The Trump administration is preparing to sign off on a major shift in retirement policy. A new executive order is being finalized that would open the door for 401(k) plans to invest directly in private equity. The directive instructs the Labor Department and the SEC to issue guidance allowing employers and plan administrators to include private-market assets in retirement portfolios. This move targets the $12.5 trillion held in defined-contribution plans and gives private equity firms access to a pool of capital they’ve been chasing for years2.
The timing is not random. Private equity firms are under pressure. Auditors are asking questions. Valuation marks are stretched. Liquidity is tight. Firms like Apollo, Blackstone and KKR are looking for new financing channels that don’t rely on institutional redemptions or public markets. Retail retirement accounts offer a steady inflow. If this order goes through, PE firms get access to long-duration capital with minimal redemption risk. That’s the play.
Empower Retirement already launched target-date funds with private market exposure. Apollo and State Street are involved. The structure uses collective investment trusts to bypass liquidity constraints and minimums. But the risks are real. Private equity funds carry high fees, opaque valuations and limited transparency. Most 401(k) participants have no experience with these assets. Fiduciary liability is about to spike.

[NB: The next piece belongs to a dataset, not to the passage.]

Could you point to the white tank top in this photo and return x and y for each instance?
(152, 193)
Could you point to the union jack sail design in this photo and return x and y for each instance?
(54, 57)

The last time the Labor Department touched this issue was in 2020. Trump’s DOL issued guidance allowing private equity in managed portfolios. Biden’s DOL rolled it back in 2021. Now Trump is reversing that reversal. The order is expected to drop within days. No final date yet. But the industry is already positioning. Empower has 19 million participants. That’s scale. That’s flow. That’s exit liquidity.
Senator Elizabeth Warren is already pushing back. She sent a letter to Empower demanding answers on risk exposure. Her office cited bankruptcy data showing that 7 of the 10 largest corporate failures in Q1 2025 were tied to private equity ownership. The warning is clear. If this goes wrong, retirees eat the losses.
The SEC is expected to issue parallel guidance. Chair Paul Atkins has signaled support. The White House says the goal is diversification and wealth-building. Critics say it’s a bailout for overleveraged funds. Either way, the floodgates are opening. And once the money moves, it won’t come back out easily.